Supreme Court declines to hear challenge to ruling letting homeless sleep outdoors

Officials across nine Western states are powerless to address growing concerns regarding homeless encampments on city sidewalks after the Supreme Court decided not to hear a challenge on the practice.

The San Francisco-based 9th U.S. Circuit Court of Appeals ruled against an outdoor sleeping ban proposed, in part, by the city of Boise, Idaho, last year. On Monday, the justices on the Supreme Court turned down hearing a challenge to the ruling without comment.
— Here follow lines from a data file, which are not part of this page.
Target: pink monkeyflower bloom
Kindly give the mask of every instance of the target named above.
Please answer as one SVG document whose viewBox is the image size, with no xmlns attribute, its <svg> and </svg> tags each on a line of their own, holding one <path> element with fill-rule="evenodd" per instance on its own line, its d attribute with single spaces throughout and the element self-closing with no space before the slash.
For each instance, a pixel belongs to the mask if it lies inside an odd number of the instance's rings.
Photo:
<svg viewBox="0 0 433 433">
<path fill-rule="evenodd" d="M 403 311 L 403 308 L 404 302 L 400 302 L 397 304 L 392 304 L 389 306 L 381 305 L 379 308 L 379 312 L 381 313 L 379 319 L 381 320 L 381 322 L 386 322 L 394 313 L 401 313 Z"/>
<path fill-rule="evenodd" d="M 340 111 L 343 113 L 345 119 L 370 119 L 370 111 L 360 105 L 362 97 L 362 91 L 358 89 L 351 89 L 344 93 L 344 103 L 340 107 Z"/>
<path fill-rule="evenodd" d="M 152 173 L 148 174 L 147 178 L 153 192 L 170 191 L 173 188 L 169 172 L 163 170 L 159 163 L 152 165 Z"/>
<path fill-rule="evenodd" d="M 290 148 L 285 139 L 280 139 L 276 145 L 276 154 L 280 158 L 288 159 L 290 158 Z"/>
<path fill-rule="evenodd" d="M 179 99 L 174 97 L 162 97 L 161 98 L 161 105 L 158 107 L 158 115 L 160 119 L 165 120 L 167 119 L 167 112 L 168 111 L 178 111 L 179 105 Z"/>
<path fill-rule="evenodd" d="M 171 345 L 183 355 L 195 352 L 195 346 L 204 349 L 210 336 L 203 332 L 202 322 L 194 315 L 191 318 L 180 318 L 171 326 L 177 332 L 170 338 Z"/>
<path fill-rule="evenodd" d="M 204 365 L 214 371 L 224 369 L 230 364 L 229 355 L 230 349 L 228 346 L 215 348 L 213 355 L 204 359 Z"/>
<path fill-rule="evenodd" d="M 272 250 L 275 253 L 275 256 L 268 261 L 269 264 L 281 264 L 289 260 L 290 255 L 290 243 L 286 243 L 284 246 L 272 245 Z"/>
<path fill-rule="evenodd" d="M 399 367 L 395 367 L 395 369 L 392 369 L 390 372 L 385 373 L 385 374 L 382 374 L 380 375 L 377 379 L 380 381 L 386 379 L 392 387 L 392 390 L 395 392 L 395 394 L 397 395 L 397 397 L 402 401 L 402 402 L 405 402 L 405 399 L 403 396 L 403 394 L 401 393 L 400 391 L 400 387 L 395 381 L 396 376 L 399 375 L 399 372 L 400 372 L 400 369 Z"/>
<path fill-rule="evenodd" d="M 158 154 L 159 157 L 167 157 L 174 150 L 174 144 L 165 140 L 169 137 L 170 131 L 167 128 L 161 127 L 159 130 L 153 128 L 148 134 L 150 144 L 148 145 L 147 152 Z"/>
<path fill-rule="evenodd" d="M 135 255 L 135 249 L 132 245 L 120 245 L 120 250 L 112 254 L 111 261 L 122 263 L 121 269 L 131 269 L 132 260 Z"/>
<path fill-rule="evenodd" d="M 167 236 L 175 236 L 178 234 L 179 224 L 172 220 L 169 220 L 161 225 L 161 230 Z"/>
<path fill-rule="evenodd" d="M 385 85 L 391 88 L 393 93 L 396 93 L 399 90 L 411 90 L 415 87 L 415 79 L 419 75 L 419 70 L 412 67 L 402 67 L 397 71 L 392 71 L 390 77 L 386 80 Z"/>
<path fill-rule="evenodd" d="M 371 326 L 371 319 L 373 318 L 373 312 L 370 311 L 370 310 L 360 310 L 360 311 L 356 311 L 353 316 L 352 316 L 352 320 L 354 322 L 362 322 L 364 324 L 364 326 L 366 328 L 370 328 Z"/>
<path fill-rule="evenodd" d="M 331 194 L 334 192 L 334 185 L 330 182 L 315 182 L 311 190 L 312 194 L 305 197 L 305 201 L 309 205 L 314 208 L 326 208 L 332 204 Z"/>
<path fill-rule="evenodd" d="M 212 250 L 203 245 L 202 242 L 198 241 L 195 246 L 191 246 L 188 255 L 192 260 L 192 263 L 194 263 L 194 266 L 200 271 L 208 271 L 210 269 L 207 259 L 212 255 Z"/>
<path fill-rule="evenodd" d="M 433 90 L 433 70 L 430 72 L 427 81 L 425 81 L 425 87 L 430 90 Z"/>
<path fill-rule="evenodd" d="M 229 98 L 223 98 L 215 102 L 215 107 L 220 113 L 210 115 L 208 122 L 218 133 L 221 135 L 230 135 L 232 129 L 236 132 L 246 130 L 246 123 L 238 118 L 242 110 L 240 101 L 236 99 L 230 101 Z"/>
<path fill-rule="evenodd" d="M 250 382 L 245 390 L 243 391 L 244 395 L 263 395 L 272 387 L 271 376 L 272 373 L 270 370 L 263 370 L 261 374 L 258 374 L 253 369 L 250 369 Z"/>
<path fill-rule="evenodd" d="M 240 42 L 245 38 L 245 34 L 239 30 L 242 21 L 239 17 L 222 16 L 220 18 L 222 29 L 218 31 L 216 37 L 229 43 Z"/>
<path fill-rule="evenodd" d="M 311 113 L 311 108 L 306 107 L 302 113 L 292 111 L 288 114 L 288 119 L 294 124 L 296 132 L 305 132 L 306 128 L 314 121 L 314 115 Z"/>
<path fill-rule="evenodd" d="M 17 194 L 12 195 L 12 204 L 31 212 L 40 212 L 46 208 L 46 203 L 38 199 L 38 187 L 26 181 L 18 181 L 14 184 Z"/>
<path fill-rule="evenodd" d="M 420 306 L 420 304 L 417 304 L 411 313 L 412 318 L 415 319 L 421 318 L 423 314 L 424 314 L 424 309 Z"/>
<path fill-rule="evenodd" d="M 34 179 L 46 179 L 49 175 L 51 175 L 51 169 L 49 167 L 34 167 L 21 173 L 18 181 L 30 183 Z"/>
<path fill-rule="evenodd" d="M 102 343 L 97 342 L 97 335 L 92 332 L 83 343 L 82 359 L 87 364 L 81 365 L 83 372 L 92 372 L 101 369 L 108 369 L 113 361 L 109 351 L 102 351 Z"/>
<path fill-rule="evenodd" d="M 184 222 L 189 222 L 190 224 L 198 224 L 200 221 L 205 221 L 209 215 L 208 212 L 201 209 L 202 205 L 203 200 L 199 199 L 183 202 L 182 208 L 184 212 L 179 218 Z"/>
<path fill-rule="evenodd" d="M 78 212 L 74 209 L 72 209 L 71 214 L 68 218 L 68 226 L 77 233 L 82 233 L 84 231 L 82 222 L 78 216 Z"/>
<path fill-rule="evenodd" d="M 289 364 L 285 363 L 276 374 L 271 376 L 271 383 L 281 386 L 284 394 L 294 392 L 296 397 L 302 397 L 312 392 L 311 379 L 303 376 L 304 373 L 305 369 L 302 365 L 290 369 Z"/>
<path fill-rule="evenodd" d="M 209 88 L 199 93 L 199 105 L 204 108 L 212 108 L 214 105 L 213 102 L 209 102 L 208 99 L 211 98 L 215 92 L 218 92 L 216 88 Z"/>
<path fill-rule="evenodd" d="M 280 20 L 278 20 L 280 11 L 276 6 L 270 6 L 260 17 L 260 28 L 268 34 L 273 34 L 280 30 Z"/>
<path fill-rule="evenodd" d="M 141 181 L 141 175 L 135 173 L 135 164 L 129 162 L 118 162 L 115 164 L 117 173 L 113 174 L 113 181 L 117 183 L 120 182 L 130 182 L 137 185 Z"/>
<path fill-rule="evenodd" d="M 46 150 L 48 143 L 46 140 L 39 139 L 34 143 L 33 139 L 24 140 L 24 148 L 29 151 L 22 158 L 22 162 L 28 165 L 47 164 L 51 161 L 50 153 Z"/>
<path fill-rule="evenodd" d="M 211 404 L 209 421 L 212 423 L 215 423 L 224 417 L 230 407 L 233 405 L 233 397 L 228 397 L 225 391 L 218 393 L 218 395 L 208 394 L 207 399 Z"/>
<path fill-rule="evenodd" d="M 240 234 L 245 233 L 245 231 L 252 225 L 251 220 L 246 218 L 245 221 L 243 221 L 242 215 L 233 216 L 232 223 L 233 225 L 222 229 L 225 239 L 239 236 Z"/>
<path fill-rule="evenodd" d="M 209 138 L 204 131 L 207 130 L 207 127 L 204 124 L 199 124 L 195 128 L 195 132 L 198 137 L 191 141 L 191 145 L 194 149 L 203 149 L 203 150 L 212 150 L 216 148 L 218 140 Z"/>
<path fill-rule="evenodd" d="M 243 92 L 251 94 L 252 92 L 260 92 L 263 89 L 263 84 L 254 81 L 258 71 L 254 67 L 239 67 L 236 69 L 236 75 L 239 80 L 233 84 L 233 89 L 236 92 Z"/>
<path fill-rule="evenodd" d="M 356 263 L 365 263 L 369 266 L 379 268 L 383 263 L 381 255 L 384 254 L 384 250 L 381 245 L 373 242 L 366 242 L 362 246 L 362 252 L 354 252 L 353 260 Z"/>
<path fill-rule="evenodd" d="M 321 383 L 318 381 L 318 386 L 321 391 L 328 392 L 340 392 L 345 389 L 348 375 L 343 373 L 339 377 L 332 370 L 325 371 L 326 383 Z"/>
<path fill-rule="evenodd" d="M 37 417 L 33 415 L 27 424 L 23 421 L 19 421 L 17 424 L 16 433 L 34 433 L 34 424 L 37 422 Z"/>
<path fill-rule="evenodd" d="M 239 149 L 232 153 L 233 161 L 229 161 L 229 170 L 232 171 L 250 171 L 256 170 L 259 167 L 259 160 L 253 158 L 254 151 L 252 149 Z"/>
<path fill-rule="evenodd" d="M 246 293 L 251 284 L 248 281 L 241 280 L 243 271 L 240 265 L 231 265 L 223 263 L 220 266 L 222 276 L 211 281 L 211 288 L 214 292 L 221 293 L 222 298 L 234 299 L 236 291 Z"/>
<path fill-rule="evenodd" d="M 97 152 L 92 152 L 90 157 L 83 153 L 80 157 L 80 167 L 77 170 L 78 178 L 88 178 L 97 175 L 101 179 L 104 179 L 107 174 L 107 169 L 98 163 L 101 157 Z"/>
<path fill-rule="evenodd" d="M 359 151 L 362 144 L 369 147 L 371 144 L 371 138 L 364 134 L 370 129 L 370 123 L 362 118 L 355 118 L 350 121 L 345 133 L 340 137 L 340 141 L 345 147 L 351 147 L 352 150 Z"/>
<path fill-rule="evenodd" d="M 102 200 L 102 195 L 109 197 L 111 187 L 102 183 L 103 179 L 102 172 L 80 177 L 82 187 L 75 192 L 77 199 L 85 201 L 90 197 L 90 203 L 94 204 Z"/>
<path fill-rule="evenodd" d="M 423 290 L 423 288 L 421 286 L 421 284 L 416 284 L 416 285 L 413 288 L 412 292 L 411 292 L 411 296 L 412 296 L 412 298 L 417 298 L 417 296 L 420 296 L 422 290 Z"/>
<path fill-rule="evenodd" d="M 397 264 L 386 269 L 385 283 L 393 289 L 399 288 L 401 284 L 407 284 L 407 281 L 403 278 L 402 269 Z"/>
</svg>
Lawyers representing the city argued the “creation of a de facto constitutional right to live on sidewalks and in parks will cripple the ability of more than 1,600 municipalities in the 9th Circuit to maintain the health and safety of their communities.”

The case revolves around how to process homeless people when shelters are available but individuals refuse to utilize them, preferring to sleep in public. The ruling found that a city ordinance “violates the 8th Amendment insofar as it imposes criminal sanctions against homeless individuals for sleeping outdoors on public property, when no alternative shelter is available to them.”

In Los Angeles alone, an estimated 8,000 to 11,000 homeless people live in a 50-block radius referred to as Skid Row, and the city has seen a 12% increase in its homeless population this year. In 2006, the Supreme Court ruled the California city could not enforce laws against sleeping in public places.

“Just as the state may not criminalize the state of being homeless in public places,” wrote 9th Circuit Court Judge Marsha Berzon, “the state may not criminalize conduct that is an unavoidable consequence of being homeless — namely sitting, lying or sleeping on the streets.”